Frequently asked questions

Does Key Vault automatically rotate my secrets?

Key Vault can automatically rotate secrets for supported Azure services — specifically Azure Storage account access keys and Azure Cosmos DB access keys — using built-in rotation functions. For other secret types (like a database password or a third-party API key), Key Vault can send you a notification near expiry (via Event Grid), but the actual rotation logic — changing the password and updating the secret in Key Vault — requires a custom Azure Function that you write and connect to the event.

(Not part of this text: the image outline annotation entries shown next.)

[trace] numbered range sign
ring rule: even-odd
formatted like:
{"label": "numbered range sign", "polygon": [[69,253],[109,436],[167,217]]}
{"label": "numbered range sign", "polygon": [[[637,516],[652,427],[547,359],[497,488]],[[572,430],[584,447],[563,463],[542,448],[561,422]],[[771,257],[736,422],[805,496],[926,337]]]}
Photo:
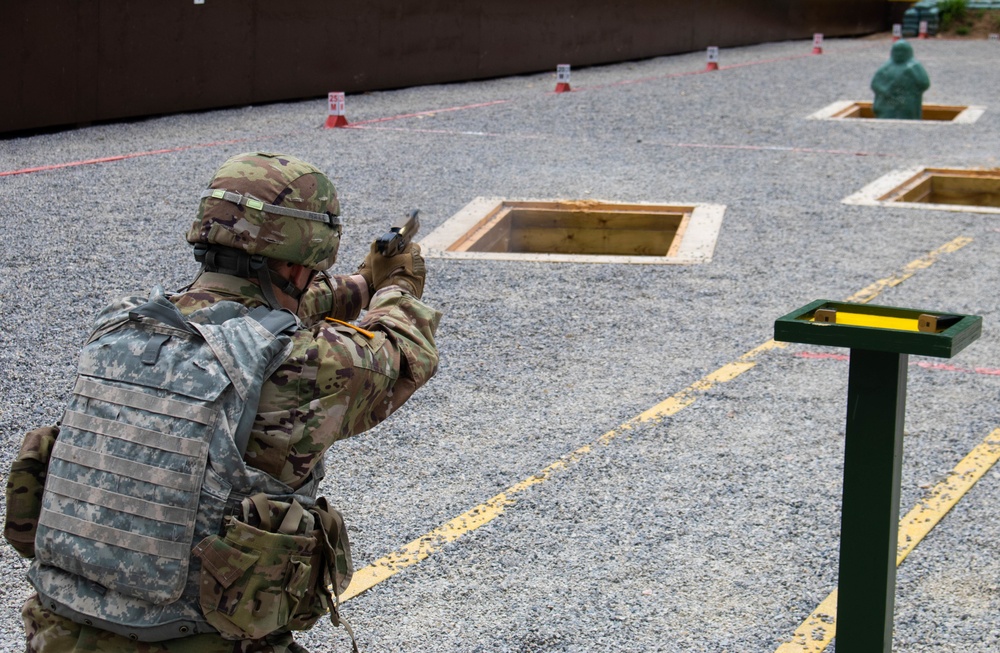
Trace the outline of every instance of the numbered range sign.
{"label": "numbered range sign", "polygon": [[344,94],[341,92],[328,93],[326,96],[327,113],[324,127],[344,127],[347,125],[346,112],[344,111]]}
{"label": "numbered range sign", "polygon": [[330,104],[330,110],[328,111],[328,115],[331,116],[345,115],[343,93],[329,93],[327,95],[327,102],[329,102]]}
{"label": "numbered range sign", "polygon": [[569,90],[569,64],[561,63],[556,66],[556,93],[566,93]]}
{"label": "numbered range sign", "polygon": [[813,54],[823,54],[823,35],[813,34]]}
{"label": "numbered range sign", "polygon": [[708,59],[708,66],[706,70],[718,70],[719,69],[719,47],[716,45],[708,46],[706,52],[706,58]]}

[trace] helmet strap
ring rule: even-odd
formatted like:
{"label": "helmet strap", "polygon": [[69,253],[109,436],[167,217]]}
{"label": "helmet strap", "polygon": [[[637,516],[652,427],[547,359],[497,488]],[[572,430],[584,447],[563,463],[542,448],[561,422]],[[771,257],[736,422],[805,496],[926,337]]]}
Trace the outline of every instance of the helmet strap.
{"label": "helmet strap", "polygon": [[213,247],[199,243],[194,246],[194,258],[201,263],[199,276],[205,272],[216,272],[243,279],[256,279],[264,300],[271,308],[281,308],[281,303],[274,294],[275,288],[292,299],[297,300],[302,297],[303,291],[295,284],[279,274],[272,274],[267,265],[268,259],[260,254],[247,254],[230,247]]}

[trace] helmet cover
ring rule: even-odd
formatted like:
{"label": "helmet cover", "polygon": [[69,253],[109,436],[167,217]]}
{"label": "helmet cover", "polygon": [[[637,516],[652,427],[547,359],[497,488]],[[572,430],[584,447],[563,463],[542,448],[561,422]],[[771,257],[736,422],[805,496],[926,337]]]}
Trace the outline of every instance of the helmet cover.
{"label": "helmet cover", "polygon": [[337,190],[315,166],[285,154],[237,154],[212,177],[187,241],[325,270],[337,258],[339,215]]}

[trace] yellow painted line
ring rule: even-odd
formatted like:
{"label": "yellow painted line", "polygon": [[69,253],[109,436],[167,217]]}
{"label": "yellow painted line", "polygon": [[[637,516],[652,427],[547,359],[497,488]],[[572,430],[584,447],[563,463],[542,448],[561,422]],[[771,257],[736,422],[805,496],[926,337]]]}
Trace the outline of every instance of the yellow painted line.
{"label": "yellow painted line", "polygon": [[[956,251],[970,242],[972,242],[971,238],[956,238],[936,250],[929,252],[926,256],[909,263],[900,273],[889,277],[888,279],[877,281],[871,286],[868,286],[868,288],[861,291],[861,293],[866,293],[863,299],[860,298],[861,293],[856,293],[845,301],[858,303],[870,301],[874,297],[878,296],[884,289],[897,286],[913,276],[918,270],[929,267],[934,263],[934,261],[940,258],[941,255]],[[500,494],[497,494],[480,505],[467,510],[458,517],[455,517],[454,519],[438,526],[429,533],[418,537],[409,544],[403,546],[401,549],[379,558],[367,567],[357,570],[354,573],[354,578],[351,580],[351,584],[347,588],[347,591],[341,595],[341,601],[347,601],[354,598],[358,594],[361,594],[375,585],[378,585],[382,581],[398,574],[403,569],[413,566],[431,554],[441,550],[445,544],[454,542],[466,533],[471,533],[477,528],[493,521],[502,515],[508,506],[516,503],[516,499],[514,497],[517,494],[524,492],[534,485],[547,481],[555,472],[566,469],[567,467],[579,462],[586,455],[594,451],[597,446],[610,444],[619,435],[630,431],[638,424],[662,420],[680,412],[684,408],[693,404],[699,396],[703,395],[715,385],[731,381],[740,374],[752,369],[754,365],[757,364],[756,359],[760,354],[768,352],[772,349],[781,349],[785,346],[786,343],[776,342],[772,339],[754,347],[735,361],[723,365],[708,376],[695,381],[680,392],[665,399],[652,408],[643,411],[639,415],[619,425],[617,428],[608,431],[591,444],[586,444],[579,449],[564,455],[562,458],[555,461],[537,474],[529,476],[523,481],[510,486]]]}
{"label": "yellow painted line", "polygon": [[[926,499],[900,520],[897,567],[997,460],[1000,460],[1000,428],[976,445],[946,479],[934,486]],[[837,590],[833,590],[795,630],[791,641],[779,646],[775,653],[819,653],[836,634]]]}
{"label": "yellow painted line", "polygon": [[879,279],[870,286],[867,286],[866,288],[863,288],[858,292],[854,293],[844,301],[854,302],[857,304],[866,304],[871,300],[875,299],[875,297],[877,295],[880,295],[882,291],[885,290],[886,288],[893,288],[895,286],[898,286],[899,284],[903,283],[904,281],[912,277],[914,274],[919,272],[920,270],[927,269],[930,266],[934,265],[934,263],[943,255],[956,252],[971,242],[972,242],[971,238],[967,236],[959,236],[958,238],[955,238],[954,240],[945,243],[941,247],[938,247],[934,251],[928,252],[926,256],[922,256],[916,259],[915,261],[912,261],[911,263],[907,264],[907,266],[904,267],[898,274],[894,274],[893,276],[887,277],[885,279]]}

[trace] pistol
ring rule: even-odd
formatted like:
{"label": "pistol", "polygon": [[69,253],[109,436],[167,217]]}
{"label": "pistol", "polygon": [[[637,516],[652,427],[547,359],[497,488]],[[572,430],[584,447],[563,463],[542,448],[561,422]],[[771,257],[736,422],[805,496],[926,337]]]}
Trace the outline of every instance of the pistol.
{"label": "pistol", "polygon": [[389,231],[379,236],[375,241],[379,254],[391,258],[406,249],[420,229],[420,218],[417,217],[419,213],[420,209],[413,209],[405,218],[392,225]]}

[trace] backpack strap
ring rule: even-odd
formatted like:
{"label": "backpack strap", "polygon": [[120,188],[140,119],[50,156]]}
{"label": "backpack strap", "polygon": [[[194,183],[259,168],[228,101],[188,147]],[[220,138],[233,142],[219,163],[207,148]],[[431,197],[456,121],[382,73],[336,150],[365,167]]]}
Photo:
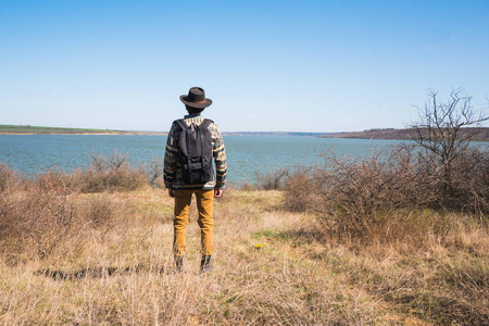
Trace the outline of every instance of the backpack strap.
{"label": "backpack strap", "polygon": [[209,126],[213,123],[210,118],[204,118],[204,121],[200,124],[199,128],[209,128]]}
{"label": "backpack strap", "polygon": [[175,122],[180,127],[181,130],[188,129],[188,126],[183,118],[176,120]]}

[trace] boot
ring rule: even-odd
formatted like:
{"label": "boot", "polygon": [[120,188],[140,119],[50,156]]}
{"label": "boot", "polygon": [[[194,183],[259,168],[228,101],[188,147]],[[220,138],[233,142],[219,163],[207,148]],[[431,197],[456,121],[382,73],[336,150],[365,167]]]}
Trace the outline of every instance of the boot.
{"label": "boot", "polygon": [[203,255],[202,260],[200,261],[200,272],[212,272],[214,267],[211,266],[211,256],[210,255]]}
{"label": "boot", "polygon": [[175,265],[176,265],[178,272],[184,271],[184,256],[183,255],[175,256]]}

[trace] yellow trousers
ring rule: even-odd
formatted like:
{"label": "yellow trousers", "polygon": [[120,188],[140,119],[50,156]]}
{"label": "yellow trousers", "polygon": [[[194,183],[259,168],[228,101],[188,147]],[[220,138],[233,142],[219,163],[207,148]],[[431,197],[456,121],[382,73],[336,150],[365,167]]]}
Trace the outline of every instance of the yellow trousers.
{"label": "yellow trousers", "polygon": [[212,215],[214,190],[180,189],[174,190],[175,195],[175,221],[173,251],[175,255],[185,254],[185,231],[188,226],[188,209],[192,195],[196,195],[197,209],[199,210],[199,226],[201,235],[202,255],[212,255],[212,229],[214,218]]}

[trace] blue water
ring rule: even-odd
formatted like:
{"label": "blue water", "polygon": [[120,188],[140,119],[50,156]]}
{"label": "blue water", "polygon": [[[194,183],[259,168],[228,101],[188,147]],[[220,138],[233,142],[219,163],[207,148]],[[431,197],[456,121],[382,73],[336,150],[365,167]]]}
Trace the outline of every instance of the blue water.
{"label": "blue water", "polygon": [[[224,141],[230,184],[253,183],[256,171],[321,163],[319,154],[325,149],[362,156],[397,142],[284,136],[227,136]],[[118,151],[127,154],[129,162],[137,166],[162,160],[165,143],[166,136],[149,135],[0,135],[0,161],[35,175],[48,168],[70,172],[87,167],[91,153],[110,156]]]}

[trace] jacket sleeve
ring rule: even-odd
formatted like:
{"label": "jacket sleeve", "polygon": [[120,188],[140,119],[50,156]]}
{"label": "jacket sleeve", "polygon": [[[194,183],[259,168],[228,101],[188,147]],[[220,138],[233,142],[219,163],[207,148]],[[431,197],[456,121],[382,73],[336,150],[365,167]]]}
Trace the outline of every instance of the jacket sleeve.
{"label": "jacket sleeve", "polygon": [[213,156],[215,161],[215,183],[217,188],[224,188],[226,184],[227,175],[227,161],[226,161],[226,150],[224,149],[223,135],[221,134],[217,125],[214,124],[215,130],[214,135],[214,150]]}
{"label": "jacket sleeve", "polygon": [[165,187],[172,189],[173,181],[176,175],[177,168],[177,158],[179,154],[177,139],[175,138],[176,134],[176,124],[172,124],[172,128],[168,133],[168,138],[166,140],[165,148],[165,159],[164,159],[164,167],[163,167],[163,179],[165,183]]}

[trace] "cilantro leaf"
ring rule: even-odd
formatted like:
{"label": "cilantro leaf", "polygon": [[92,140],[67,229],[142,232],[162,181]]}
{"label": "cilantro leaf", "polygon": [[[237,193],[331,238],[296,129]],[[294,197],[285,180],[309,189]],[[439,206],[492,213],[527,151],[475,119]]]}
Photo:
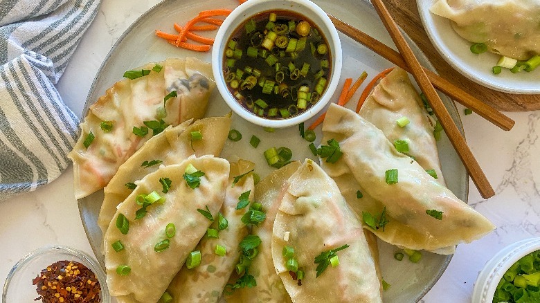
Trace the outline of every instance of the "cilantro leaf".
{"label": "cilantro leaf", "polygon": [[212,217],[212,214],[210,212],[210,209],[208,209],[208,205],[204,205],[204,206],[206,208],[206,210],[197,208],[197,211],[199,212],[203,216],[204,216],[206,219],[210,220],[211,222],[213,222],[214,218]]}
{"label": "cilantro leaf", "polygon": [[163,194],[166,194],[170,188],[172,181],[168,178],[160,178],[159,183],[161,183],[161,186],[163,187],[162,192]]}
{"label": "cilantro leaf", "polygon": [[186,180],[186,183],[188,186],[192,190],[195,190],[201,185],[201,177],[203,176],[204,176],[204,173],[197,170],[191,174],[184,173],[182,177]]}
{"label": "cilantro leaf", "polygon": [[248,190],[246,192],[242,193],[240,194],[240,196],[238,197],[238,204],[236,205],[236,209],[237,210],[242,210],[243,208],[245,208],[246,206],[249,205],[249,194],[251,192],[251,190]]}
{"label": "cilantro leaf", "polygon": [[145,168],[148,168],[150,166],[153,166],[153,165],[157,165],[157,164],[161,164],[163,162],[163,161],[162,161],[161,160],[152,160],[150,161],[145,160],[145,161],[143,162],[143,164],[141,164],[141,166],[142,166],[142,167],[143,167]]}
{"label": "cilantro leaf", "polygon": [[436,210],[427,210],[426,213],[438,220],[442,220],[442,212]]}

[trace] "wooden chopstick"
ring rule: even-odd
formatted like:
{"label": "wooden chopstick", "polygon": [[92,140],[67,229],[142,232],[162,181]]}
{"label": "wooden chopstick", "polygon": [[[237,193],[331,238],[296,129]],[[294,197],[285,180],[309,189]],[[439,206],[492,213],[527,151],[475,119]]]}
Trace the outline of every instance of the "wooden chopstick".
{"label": "wooden chopstick", "polygon": [[[386,59],[402,68],[411,72],[408,66],[403,59],[399,53],[387,46],[384,43],[373,38],[361,30],[343,22],[332,15],[327,14],[336,28],[346,35],[353,40],[366,46],[368,48],[377,53],[381,57]],[[486,104],[478,99],[473,97],[466,91],[453,85],[448,80],[441,77],[431,71],[423,68],[431,83],[442,92],[450,96],[452,99],[471,109],[483,118],[491,122],[505,131],[512,129],[515,121],[493,107]]]}
{"label": "wooden chopstick", "polygon": [[460,133],[456,124],[454,124],[452,118],[450,116],[448,111],[447,111],[442,100],[439,98],[439,95],[435,91],[420,63],[416,59],[411,47],[405,41],[405,38],[399,31],[397,24],[392,19],[392,16],[388,12],[386,6],[382,2],[382,0],[371,0],[371,3],[375,6],[375,10],[377,10],[379,17],[386,28],[386,30],[388,30],[397,49],[403,56],[405,62],[408,66],[411,73],[416,80],[416,82],[420,86],[422,91],[426,95],[428,101],[431,105],[431,108],[433,109],[433,113],[435,113],[437,118],[440,122],[442,129],[444,129],[444,132],[447,134],[454,149],[456,149],[458,155],[465,165],[469,175],[471,176],[471,178],[474,185],[476,185],[476,188],[478,189],[480,194],[484,199],[488,199],[494,196],[495,191],[493,190],[489,181],[486,178],[480,165],[474,158],[472,152],[471,152],[471,149],[467,145],[465,138],[461,136],[461,133]]}

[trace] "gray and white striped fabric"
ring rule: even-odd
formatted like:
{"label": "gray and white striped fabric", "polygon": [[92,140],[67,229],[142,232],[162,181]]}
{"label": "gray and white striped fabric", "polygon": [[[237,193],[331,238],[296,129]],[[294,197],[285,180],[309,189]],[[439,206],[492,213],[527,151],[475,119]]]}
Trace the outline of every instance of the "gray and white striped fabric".
{"label": "gray and white striped fabric", "polygon": [[78,118],[54,84],[99,0],[0,0],[0,201],[35,190],[69,164]]}

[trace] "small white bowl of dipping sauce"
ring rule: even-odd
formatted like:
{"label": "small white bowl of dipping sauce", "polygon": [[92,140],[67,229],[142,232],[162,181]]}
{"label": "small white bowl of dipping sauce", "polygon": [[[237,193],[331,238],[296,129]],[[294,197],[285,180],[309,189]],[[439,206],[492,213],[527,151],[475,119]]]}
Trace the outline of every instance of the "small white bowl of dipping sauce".
{"label": "small white bowl of dipping sauce", "polygon": [[[300,22],[309,24],[309,31]],[[325,108],[337,87],[343,55],[337,30],[310,1],[250,0],[220,26],[212,62],[217,89],[235,113],[283,128]]]}

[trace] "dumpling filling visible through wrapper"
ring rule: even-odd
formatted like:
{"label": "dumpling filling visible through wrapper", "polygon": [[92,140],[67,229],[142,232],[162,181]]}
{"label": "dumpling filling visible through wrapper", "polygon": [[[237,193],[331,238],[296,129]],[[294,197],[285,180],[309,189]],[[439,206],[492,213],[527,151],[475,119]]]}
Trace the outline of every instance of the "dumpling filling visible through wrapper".
{"label": "dumpling filling visible through wrapper", "polygon": [[[90,106],[80,124],[80,137],[69,154],[76,199],[107,185],[118,167],[156,134],[149,123],[165,128],[204,115],[215,86],[210,64],[195,58],[158,64],[163,67],[160,71],[152,69],[156,63],[147,64],[139,68],[148,71],[147,75],[116,82]],[[173,91],[177,97],[165,102]],[[134,133],[134,127],[141,130],[141,136]]]}

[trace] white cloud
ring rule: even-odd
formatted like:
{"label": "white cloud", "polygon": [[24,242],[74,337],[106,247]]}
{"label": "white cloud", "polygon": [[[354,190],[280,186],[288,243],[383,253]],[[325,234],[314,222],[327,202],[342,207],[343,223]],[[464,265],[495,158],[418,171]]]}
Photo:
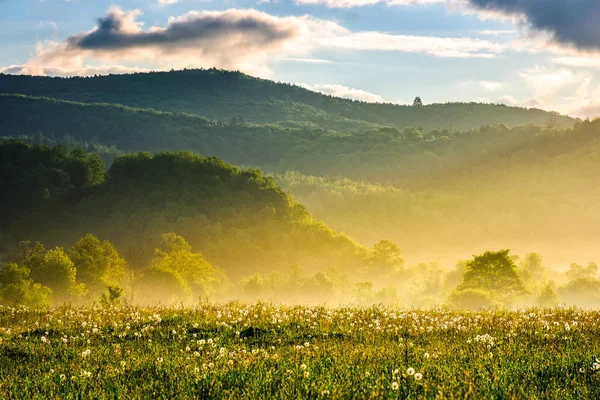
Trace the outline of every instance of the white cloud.
{"label": "white cloud", "polygon": [[283,57],[280,58],[279,61],[290,61],[290,62],[300,62],[307,64],[333,64],[333,61],[330,60],[322,60],[320,58],[301,58],[301,57]]}
{"label": "white cloud", "polygon": [[494,58],[508,49],[504,44],[480,39],[349,31],[323,38],[319,44],[338,49],[424,53],[449,58]]}
{"label": "white cloud", "polygon": [[[147,69],[213,67],[269,76],[275,60],[323,63],[315,51],[390,51],[434,57],[494,58],[509,49],[471,38],[351,32],[336,22],[311,16],[277,17],[252,9],[191,11],[169,18],[164,27],[145,29],[139,10],[113,7],[90,31],[64,42],[40,42],[37,55],[22,66],[36,74],[81,75],[97,69],[141,65]],[[129,67],[125,67],[129,66]],[[13,67],[14,70],[14,67]]]}
{"label": "white cloud", "polygon": [[320,92],[324,94],[330,94],[335,97],[343,97],[346,99],[361,100],[369,103],[384,103],[383,98],[375,93],[367,92],[360,89],[351,88],[348,86],[337,85],[337,84],[323,84],[323,85],[309,85],[307,83],[300,83],[298,86],[302,86],[308,90],[314,92]]}
{"label": "white cloud", "polygon": [[536,66],[522,71],[519,75],[533,89],[536,96],[541,98],[554,96],[560,89],[582,80],[581,76],[566,68],[548,69]]}
{"label": "white cloud", "polygon": [[502,35],[513,35],[516,32],[513,30],[493,30],[493,29],[486,29],[483,31],[479,31],[478,32],[480,35],[486,35],[486,36],[502,36]]}
{"label": "white cloud", "polygon": [[490,92],[495,92],[504,87],[504,83],[495,81],[479,81],[479,85]]}
{"label": "white cloud", "polygon": [[419,6],[446,3],[448,0],[296,0],[296,4],[322,4],[329,8],[352,8],[385,4],[388,6]]}
{"label": "white cloud", "polygon": [[552,59],[555,64],[564,65],[567,67],[600,67],[599,56],[566,56]]}

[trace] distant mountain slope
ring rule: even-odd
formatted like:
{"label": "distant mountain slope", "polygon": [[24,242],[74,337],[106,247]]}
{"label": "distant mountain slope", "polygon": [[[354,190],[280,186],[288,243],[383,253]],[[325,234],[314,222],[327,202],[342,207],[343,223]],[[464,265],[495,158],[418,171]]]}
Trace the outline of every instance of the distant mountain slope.
{"label": "distant mountain slope", "polygon": [[[64,246],[93,232],[123,252],[151,253],[162,233],[176,232],[236,279],[295,263],[353,269],[369,255],[314,220],[272,178],[215,157],[129,154],[100,176],[99,159],[80,150],[8,142],[0,155],[0,190],[10,193],[3,204],[12,212],[9,226],[0,225],[5,242]],[[15,204],[28,193],[37,196]]]}
{"label": "distant mountain slope", "polygon": [[[542,128],[486,126],[472,131],[377,128],[337,134],[321,129],[220,123],[189,114],[0,95],[0,136],[69,135],[125,151],[192,150],[271,172],[299,170],[394,185],[446,181],[461,169],[527,148]],[[424,181],[428,179],[428,181]],[[440,183],[440,182],[438,182]]]}
{"label": "distant mountain slope", "polygon": [[0,93],[186,112],[220,121],[233,117],[254,123],[292,121],[339,132],[377,125],[464,130],[487,124],[544,125],[549,120],[567,127],[575,122],[555,113],[498,104],[365,103],[216,69],[68,79],[0,74]]}

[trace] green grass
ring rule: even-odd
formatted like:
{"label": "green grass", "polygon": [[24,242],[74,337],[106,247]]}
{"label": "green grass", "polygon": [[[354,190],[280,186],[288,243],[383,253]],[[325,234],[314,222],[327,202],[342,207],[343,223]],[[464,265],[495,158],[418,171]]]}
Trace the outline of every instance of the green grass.
{"label": "green grass", "polygon": [[0,398],[597,399],[599,322],[560,308],[4,307]]}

What is the two-version rotation pattern?

It is a pattern where you always keep two valid secret versions active simultaneously during a rotation. Version 1 is the current value. You create version 2 (the new value), deploy it to the external system, verify all your applications have picked it up, and only then disable version 1. This means there is never a moment when only the new value works but some applications are still using the old one — avoiding the downtime window that a direct swap creates.

If my app uses a versionless Key Vault reference, does it automatically pick up rotated secrets?

App Service and Azure Functions Key Vault references resolve the secret periodically — roughly every 24 hours, or immediately if you restart the app. When a new secret version is created, your app will pick it up on the next resolution cycle without redeployment. If you need the app to pick it up faster after rotation, you can trigger a restart via the CLI or the portal, or use the app restart step in your rotation function.

Last verified: 19 March 2026 Cloud services change frequently. Verify details against official documentation before making infrastructure decisions.